Among the excellences of Cattolica, the clam stands out. This small saltwater mollusk (chamelea gallina) is a marine bivalve of the family Veneridae, characterized by concentric ridges on the shell and its whitish, cream or pale yellow colour, with three red-brown radiating rays. Unlike the cross-cut carpet shell (ruditapes decussatus), which is bigger and meatier, this kind of smaller clam owns a unique taste, surely more rich in flavour.

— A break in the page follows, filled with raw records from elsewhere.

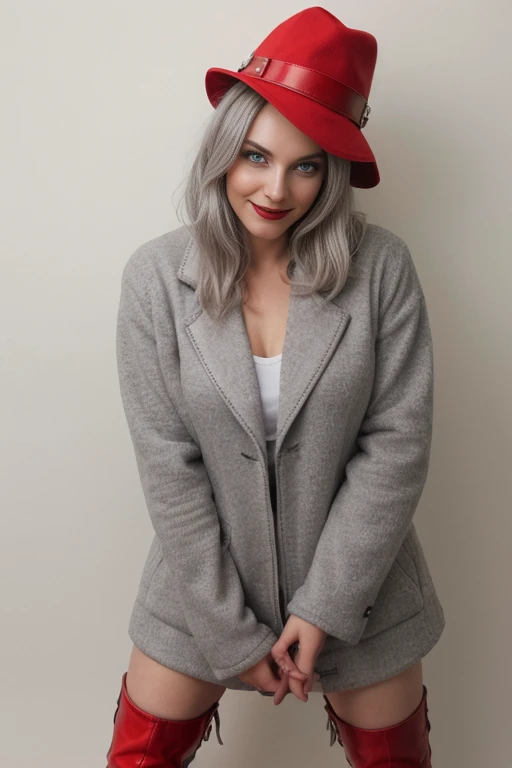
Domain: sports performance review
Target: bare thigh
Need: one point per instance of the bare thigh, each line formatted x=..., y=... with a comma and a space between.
x=383, y=704
x=167, y=693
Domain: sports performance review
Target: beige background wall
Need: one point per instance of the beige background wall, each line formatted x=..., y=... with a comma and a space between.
x=103, y=105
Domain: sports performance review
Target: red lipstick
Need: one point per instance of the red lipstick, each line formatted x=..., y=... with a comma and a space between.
x=268, y=214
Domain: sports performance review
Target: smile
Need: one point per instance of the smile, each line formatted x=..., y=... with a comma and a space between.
x=265, y=214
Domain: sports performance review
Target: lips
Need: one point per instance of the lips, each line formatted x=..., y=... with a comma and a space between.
x=272, y=214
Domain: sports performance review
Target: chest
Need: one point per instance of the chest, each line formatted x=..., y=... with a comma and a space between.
x=265, y=312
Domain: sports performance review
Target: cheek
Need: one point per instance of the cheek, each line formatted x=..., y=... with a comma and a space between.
x=239, y=181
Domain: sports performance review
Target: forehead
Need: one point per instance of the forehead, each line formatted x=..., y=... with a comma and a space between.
x=273, y=130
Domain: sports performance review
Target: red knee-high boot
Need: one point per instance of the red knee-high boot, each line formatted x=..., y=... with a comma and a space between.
x=142, y=740
x=405, y=744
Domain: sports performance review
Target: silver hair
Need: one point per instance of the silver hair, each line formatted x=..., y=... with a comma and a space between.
x=321, y=243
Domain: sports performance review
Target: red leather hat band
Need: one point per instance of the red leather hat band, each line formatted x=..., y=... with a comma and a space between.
x=315, y=85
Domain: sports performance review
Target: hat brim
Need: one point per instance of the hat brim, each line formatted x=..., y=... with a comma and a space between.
x=335, y=133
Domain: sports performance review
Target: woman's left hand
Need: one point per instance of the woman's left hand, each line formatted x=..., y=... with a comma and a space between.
x=310, y=640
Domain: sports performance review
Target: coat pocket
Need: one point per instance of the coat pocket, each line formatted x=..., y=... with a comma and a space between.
x=400, y=597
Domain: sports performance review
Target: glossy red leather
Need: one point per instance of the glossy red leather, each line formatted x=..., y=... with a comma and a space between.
x=141, y=740
x=405, y=744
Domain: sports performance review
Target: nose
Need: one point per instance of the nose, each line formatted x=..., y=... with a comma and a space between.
x=276, y=185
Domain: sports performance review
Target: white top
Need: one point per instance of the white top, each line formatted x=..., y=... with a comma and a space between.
x=268, y=371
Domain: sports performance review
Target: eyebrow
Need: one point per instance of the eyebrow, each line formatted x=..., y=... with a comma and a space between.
x=269, y=153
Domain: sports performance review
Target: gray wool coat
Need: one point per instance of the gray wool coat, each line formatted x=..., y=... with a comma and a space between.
x=351, y=457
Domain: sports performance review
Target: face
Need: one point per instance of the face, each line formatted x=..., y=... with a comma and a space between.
x=278, y=167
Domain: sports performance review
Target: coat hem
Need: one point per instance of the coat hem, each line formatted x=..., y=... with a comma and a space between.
x=178, y=650
x=350, y=666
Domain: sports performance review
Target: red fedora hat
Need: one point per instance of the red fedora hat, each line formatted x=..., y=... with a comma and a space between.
x=317, y=72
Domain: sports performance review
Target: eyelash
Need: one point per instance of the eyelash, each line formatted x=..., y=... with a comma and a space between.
x=315, y=166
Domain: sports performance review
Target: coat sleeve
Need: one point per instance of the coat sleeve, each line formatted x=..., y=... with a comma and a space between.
x=179, y=496
x=374, y=506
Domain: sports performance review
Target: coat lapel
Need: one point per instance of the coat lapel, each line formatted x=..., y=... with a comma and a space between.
x=314, y=329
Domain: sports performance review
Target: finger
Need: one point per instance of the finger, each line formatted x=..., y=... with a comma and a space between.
x=297, y=688
x=286, y=664
x=282, y=690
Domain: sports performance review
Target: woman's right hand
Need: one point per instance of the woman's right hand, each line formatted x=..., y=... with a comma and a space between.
x=265, y=675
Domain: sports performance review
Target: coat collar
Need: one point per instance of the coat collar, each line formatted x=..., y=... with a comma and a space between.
x=313, y=331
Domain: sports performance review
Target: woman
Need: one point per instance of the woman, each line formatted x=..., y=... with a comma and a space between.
x=276, y=371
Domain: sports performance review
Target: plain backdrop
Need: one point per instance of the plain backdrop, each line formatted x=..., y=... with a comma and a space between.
x=103, y=105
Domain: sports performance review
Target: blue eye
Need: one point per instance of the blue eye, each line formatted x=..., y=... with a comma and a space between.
x=314, y=166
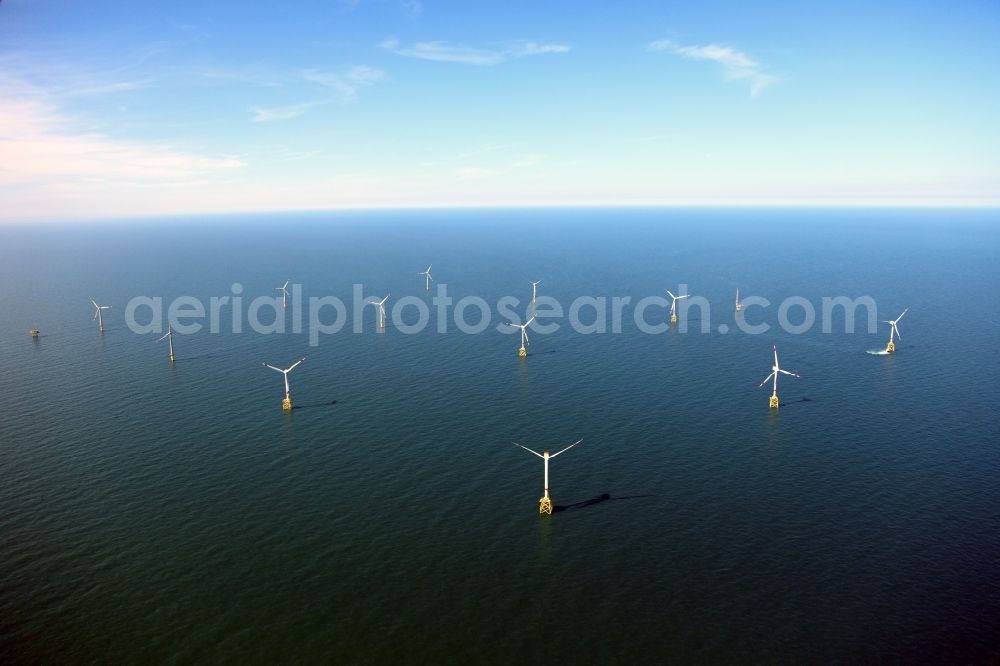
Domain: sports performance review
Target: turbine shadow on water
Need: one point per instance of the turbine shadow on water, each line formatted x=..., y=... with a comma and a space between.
x=593, y=501
x=296, y=408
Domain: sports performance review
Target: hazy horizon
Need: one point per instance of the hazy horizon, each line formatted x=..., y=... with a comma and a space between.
x=126, y=110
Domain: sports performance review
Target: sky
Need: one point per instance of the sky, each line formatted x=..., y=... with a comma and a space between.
x=124, y=109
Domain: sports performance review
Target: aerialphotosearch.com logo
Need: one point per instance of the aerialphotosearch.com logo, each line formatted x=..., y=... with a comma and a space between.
x=586, y=315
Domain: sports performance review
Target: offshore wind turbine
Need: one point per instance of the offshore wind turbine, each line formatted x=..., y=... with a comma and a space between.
x=381, y=309
x=775, y=369
x=545, y=503
x=427, y=276
x=524, y=335
x=891, y=347
x=169, y=337
x=286, y=404
x=673, y=305
x=98, y=316
x=284, y=294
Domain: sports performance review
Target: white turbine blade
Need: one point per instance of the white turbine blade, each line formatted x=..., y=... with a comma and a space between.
x=528, y=450
x=567, y=448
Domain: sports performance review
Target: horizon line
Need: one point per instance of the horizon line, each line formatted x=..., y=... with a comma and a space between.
x=778, y=204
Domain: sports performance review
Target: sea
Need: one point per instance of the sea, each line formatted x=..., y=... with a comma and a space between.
x=158, y=512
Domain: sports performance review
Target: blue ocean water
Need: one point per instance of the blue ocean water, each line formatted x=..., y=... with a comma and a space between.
x=151, y=512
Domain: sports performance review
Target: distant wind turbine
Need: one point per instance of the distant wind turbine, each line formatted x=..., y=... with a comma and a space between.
x=169, y=337
x=381, y=309
x=545, y=503
x=673, y=305
x=427, y=276
x=98, y=316
x=286, y=404
x=773, y=404
x=891, y=347
x=284, y=293
x=524, y=335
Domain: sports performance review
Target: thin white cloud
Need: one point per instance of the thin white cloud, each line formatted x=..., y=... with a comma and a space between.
x=474, y=173
x=444, y=52
x=41, y=147
x=412, y=8
x=280, y=113
x=736, y=64
x=346, y=83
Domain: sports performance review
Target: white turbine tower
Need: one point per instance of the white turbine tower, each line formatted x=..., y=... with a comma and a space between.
x=381, y=309
x=98, y=316
x=891, y=347
x=427, y=276
x=169, y=337
x=673, y=305
x=284, y=294
x=773, y=404
x=534, y=294
x=545, y=503
x=286, y=404
x=524, y=335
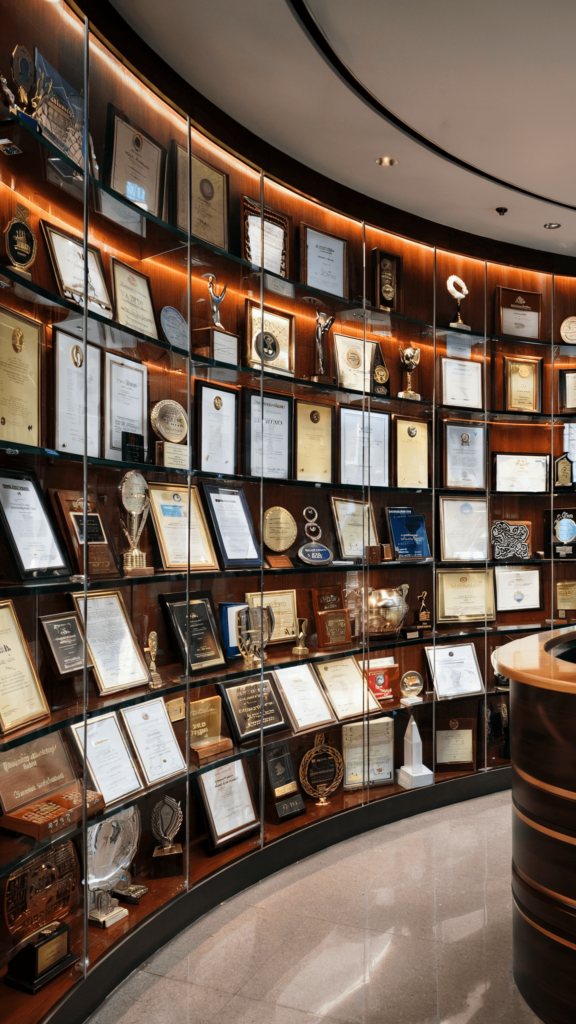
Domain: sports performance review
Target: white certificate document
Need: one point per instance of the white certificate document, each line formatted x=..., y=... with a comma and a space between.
x=218, y=430
x=325, y=262
x=29, y=524
x=303, y=697
x=364, y=448
x=346, y=688
x=234, y=526
x=70, y=354
x=517, y=589
x=461, y=383
x=155, y=740
x=125, y=402
x=465, y=456
x=229, y=799
x=274, y=462
x=454, y=670
x=464, y=529
x=109, y=760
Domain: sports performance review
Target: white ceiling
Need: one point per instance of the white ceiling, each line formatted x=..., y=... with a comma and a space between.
x=493, y=83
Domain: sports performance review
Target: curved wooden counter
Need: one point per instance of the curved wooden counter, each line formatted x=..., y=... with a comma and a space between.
x=543, y=755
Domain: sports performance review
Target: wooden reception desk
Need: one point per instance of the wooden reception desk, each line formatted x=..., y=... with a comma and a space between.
x=542, y=673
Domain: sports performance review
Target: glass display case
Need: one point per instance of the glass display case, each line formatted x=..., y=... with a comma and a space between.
x=275, y=483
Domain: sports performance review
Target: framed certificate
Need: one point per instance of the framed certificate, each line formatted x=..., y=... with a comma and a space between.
x=132, y=299
x=346, y=688
x=461, y=383
x=119, y=663
x=154, y=740
x=32, y=542
x=67, y=256
x=454, y=670
x=217, y=428
x=364, y=448
x=274, y=460
x=169, y=509
x=283, y=603
x=70, y=354
x=253, y=705
x=125, y=402
x=518, y=312
x=110, y=762
x=230, y=806
x=465, y=595
x=356, y=525
x=21, y=392
x=315, y=452
x=233, y=526
x=517, y=589
x=134, y=163
x=517, y=472
x=463, y=529
x=205, y=649
x=270, y=343
x=523, y=384
x=411, y=453
x=303, y=698
x=464, y=455
x=324, y=261
x=274, y=226
x=22, y=696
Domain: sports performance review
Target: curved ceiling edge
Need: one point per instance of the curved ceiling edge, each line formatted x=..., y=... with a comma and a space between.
x=313, y=30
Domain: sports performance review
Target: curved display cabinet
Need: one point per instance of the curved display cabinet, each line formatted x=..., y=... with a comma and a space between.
x=410, y=503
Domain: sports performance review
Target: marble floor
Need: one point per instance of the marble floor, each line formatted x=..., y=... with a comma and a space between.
x=409, y=924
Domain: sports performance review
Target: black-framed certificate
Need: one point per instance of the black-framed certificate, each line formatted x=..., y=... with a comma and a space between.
x=125, y=402
x=364, y=448
x=70, y=354
x=132, y=299
x=32, y=542
x=233, y=526
x=217, y=428
x=205, y=650
x=464, y=454
x=119, y=663
x=273, y=456
x=134, y=162
x=21, y=392
x=324, y=261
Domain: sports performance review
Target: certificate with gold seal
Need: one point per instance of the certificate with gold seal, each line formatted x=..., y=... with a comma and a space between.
x=21, y=348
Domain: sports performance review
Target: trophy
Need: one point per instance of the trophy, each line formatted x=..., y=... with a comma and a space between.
x=410, y=357
x=134, y=505
x=458, y=291
x=215, y=300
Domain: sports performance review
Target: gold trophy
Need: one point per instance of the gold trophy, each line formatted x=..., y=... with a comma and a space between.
x=133, y=500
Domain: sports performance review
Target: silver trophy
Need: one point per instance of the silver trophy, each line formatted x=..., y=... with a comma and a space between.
x=215, y=300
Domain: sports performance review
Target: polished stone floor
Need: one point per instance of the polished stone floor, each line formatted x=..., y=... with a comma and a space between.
x=409, y=924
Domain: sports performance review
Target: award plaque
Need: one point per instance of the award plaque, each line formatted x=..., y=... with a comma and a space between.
x=21, y=351
x=229, y=803
x=134, y=163
x=324, y=261
x=465, y=595
x=233, y=526
x=261, y=221
x=523, y=384
x=197, y=633
x=315, y=430
x=119, y=663
x=518, y=312
x=253, y=707
x=270, y=343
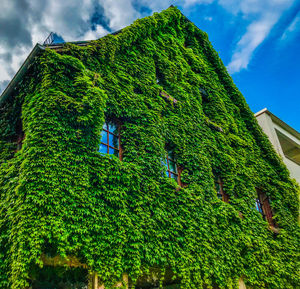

The clam is central to both local cuisine and local economy: indeed, thanks to the development of this kind of fishing, the city has seen a large economic growth since the 1980’s. The clam is called in the local dialect puracia (italianized poveraccia) which could be translated as “poor” or “poor thing”. Since it can be picked up on the water edge during low tide, in the past people were used to go to the beach to collect clams, and also grooved razor shells (solen marginatus), so as to feed the entire family with little effort. Therefore, the dialect name, as it was considered a food of the poor people. Cattolica’s clam is the main ingredient of many dishes of the local cuisine, such as the classic spaghetti alla marinara (seafood spaghetti, that can be white or with red sauce), or the sophisticated seafood risotto. It is sometimes cooked in a seasoned red sauce with polenta morbida (soft cornemal mush), or can be served as a warm appetizer, the typical vongole alla marinara: the opened clams are stir-fried with olive oil, seasoned with a mix of black pepper, garlic and parsley, and served with slices of toasted bread. Docked in line in the old part of the Harbour, it is possible to admire the typical clam Fishing Boats, characterized by a big rust red rake. The Boats are equipped with a turbo blower,
necessary to lift the seabed in which the clams live, approximately 15cm below the sand surface. Finally, thanks to the Dredger, the clams are collected and drained from the sand, then packed in bags. Until the mid 1950’s an iron tool, called ferro da vongole (iron for clams) in Italian and smenacùl in dialect, was used, composed by an half-circle wire net, connected to a wooden handle. In the past the net was made of hemp, and the sailors used to bring it back home everyday to let it dry in front of the chimney. Today, an example of the smenacùl is preserved in the City Museum.